If you say "T is a subtype of U", that means that whenever someone wants a U, a T will do: every T works as a U. It follows from this phrasing that U is a subtype of U: certainly if someone wants a U, a U will do.
So if you imagine a type as denoting a set of values, you can write: T ⊆ U.
If every T works as a U, then a function that accepts any U is certainly also a function that accepts any T:
fn(U) works as a fn(T).
So fn(U) is a subtype of fn(T): fn(U) ⊆ fn(T).
This is interesting, because the subtypedness gets reversed: T ⊆ U implies fn(U) ⊆ fn(T).
But reread the last paragraph.

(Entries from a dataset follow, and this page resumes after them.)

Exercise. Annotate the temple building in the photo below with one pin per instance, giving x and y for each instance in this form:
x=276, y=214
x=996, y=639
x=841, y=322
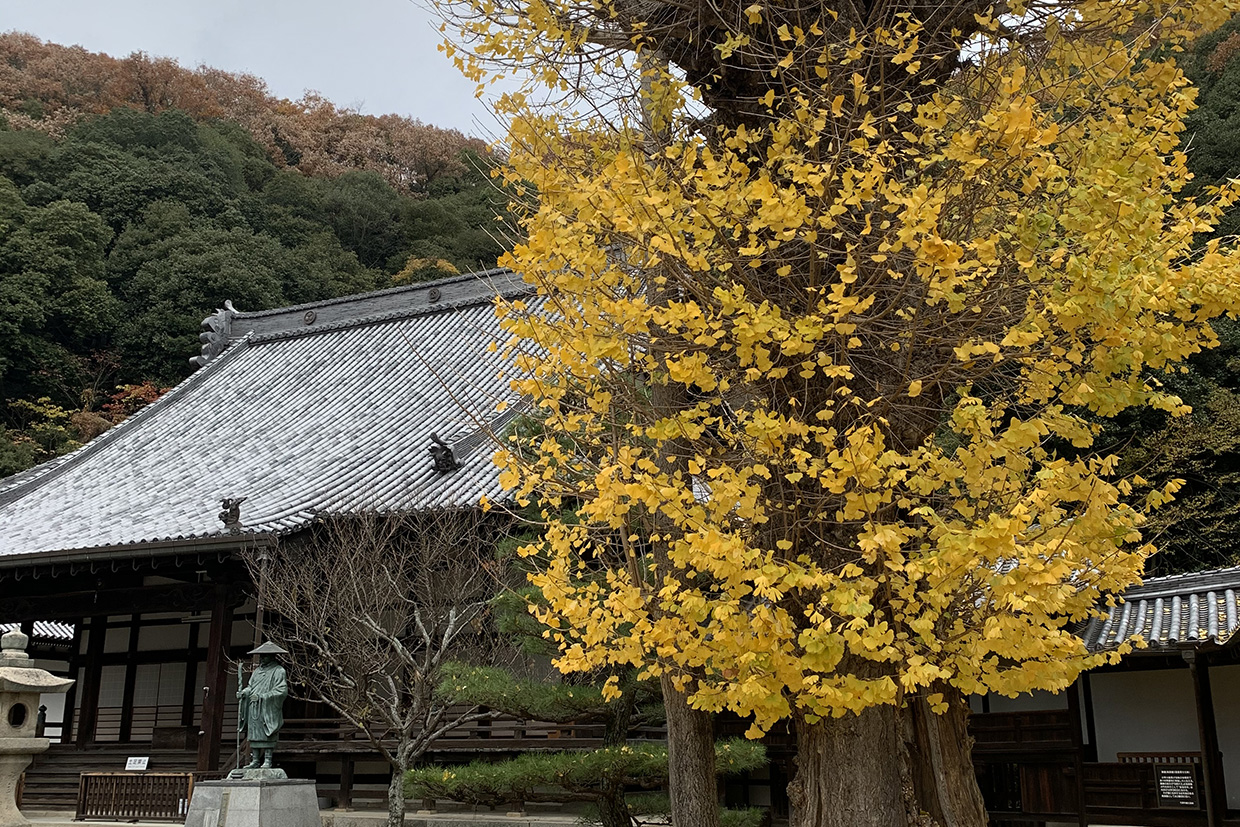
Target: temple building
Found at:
x=123, y=559
x=124, y=562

When you think about it, it does make sense.
We call this behavior of fn with respect to its argument type "contravariance",
and say "fn(T) is contravariant in T".
Then, consider return values:
If every T works as a U, then a function that returns a T is certainly also a function that always returns a U.
So fn()->T is a subtype of fn()->U: fn()->T ⊆ fn()->U.

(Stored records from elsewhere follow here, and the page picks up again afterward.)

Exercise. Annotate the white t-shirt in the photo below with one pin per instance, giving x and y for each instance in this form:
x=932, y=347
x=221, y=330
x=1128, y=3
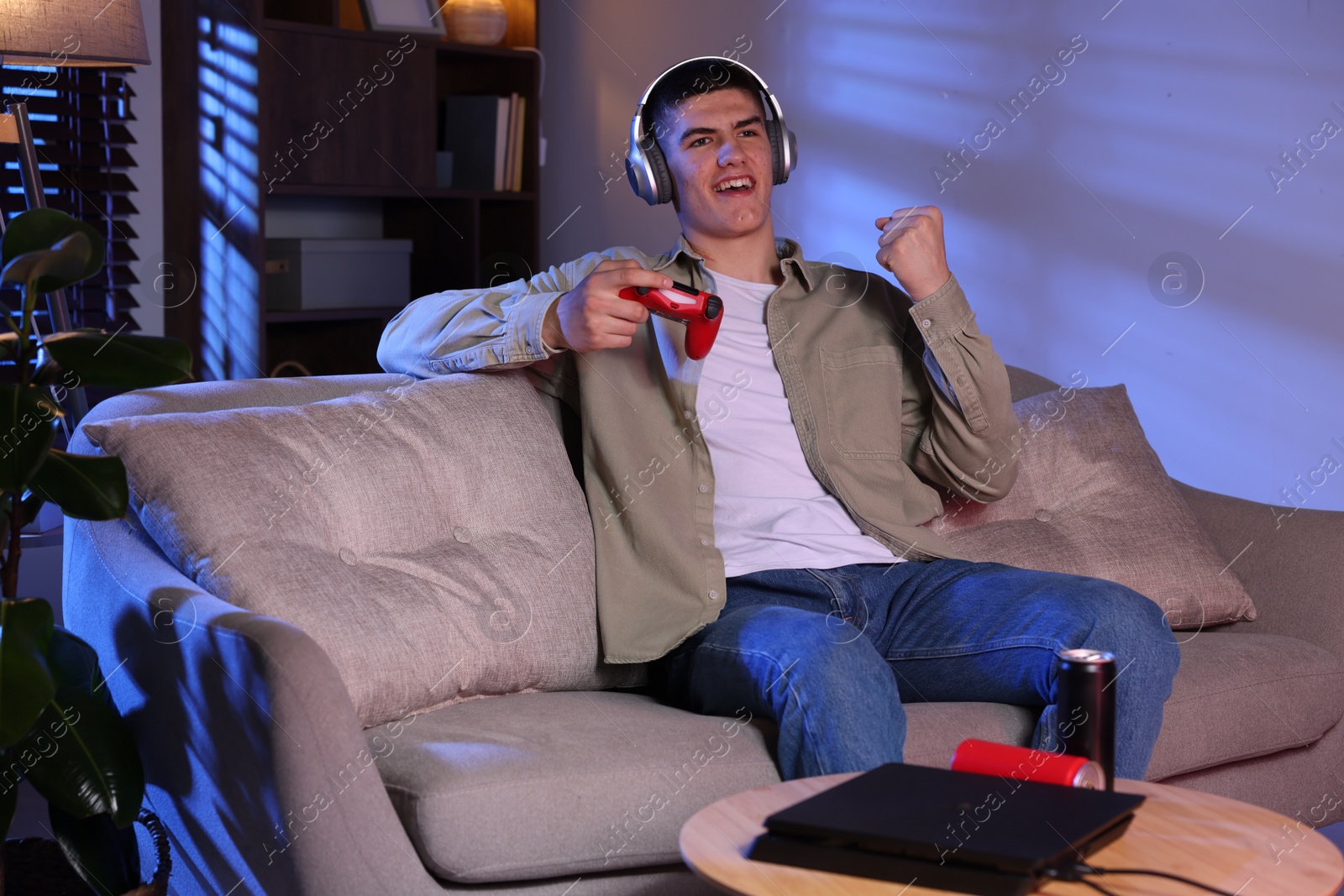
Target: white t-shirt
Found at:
x=769, y=510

In this case, the subtypedness doesn't get reversed: T ⊆ U implies fn()->T ⊆ fn()->U.
We call this behavior of fn with respect to its return type "covariance",
and say that "fn()->T is covariant in T".
Thank you. I had to think about the middle part carefully for a while, but the way you wrote it makes it hard to go off the rails for long.